From dental and vision coverage to maternity and prescription drugs, add-ons to insurance policies can add real value if the coverage is needed. Finding out exactly what each add-on covers is a first step in deciding whether that feature is worth paying for.
Dental–Fear of pain is not the thing that keeps patients away from the dentist; cost is. One of the most added optional features in the health insurance field is dental coverage. This one feature is likely to be added even if the insured needs no other add-ons.
Dental plans often cover medically necessary oral surgery. High-dollar cosmetic procedures, on the other hand, are usually considered voluntary and are not covered. Dental coverage is not mandatory, but it can be a great help when the insured breaks a tooth or needs orthodontic care.
Vision–The one most underrated add-on offered by most health insurance companies is vision insurance. Only in cases where corrective lenses are already in use is vision coverage usually selected. This is false economy, however, since most vision plans cover an annual screening that can detect eye problems before they become expensive major issues.
Life–Achieving security means planning for the unexpected. The grief of losing a loved one is compounded if adequate financial preparations are not made. Life insurance is one add-on that assures the future of dependent survivors by allowing beneficiaries to collect a set amount when the insured passes away.
The point of life insurance is to pay some of the expenses incurred when the insured dies. Larger plans are available that helps assure the financial security of survivors. Most plans are quite inexpensive considering the degree of financial security they offer.

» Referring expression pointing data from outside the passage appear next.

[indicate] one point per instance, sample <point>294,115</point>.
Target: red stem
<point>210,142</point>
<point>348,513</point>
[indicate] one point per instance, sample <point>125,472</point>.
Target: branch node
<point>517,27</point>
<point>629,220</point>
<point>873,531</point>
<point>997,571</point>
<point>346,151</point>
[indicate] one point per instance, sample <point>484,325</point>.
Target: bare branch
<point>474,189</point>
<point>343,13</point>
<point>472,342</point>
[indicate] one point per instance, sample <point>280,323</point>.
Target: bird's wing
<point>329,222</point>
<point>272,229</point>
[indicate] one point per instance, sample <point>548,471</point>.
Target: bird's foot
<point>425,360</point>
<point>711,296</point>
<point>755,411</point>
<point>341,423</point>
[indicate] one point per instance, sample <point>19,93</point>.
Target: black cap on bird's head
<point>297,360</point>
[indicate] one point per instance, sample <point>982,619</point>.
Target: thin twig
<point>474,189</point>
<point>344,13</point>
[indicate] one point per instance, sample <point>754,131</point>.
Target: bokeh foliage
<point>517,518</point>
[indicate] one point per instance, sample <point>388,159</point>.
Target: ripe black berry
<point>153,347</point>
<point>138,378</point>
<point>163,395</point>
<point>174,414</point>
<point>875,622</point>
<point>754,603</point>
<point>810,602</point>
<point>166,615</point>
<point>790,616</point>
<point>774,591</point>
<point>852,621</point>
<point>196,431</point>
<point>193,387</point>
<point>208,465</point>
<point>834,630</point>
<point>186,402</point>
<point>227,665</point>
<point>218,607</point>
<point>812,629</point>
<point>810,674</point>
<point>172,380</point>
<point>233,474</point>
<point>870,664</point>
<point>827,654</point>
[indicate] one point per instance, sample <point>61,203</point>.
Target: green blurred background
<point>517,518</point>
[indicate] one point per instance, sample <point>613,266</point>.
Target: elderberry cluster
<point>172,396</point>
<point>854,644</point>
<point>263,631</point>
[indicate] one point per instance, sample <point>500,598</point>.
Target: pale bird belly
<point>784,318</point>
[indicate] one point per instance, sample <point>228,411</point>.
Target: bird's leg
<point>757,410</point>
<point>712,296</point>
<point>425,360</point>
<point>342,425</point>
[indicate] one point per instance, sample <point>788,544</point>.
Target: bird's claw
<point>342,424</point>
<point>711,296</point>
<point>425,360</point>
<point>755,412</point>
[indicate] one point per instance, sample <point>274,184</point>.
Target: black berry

Maternity–Some health insurance policies cover maternity care, but most do not. This coverage is of no use to families without women of childbearing age, and is of most value to those planning to add to their families in the near future. If a pregnancy is anticipated at any point, it is best to confer with an insurance agent about add-on maternity coverage and the possibility of adding it once a pregnancy has been discovered.
Prescriptions–Anyone who takes medication for a chronic condition understands the need for prescription drug coverage. Those who have it often pay twenty dollars or less for their medication, but patients without a prescription add-on pay the full cost themselves, which may reach into the hundreds of dollars. Even generic medication can have a huge price tag; prescription drug coverage is something everyone should have.
The extras that can be added to individual health coverage have one characteristic in common: patients are better off if they have them when they are needed rather than not having them at all. A good health insurance provider is an invaluable resource in answering questions about add-ons and in tailoring an insurance plan to fit specific needs.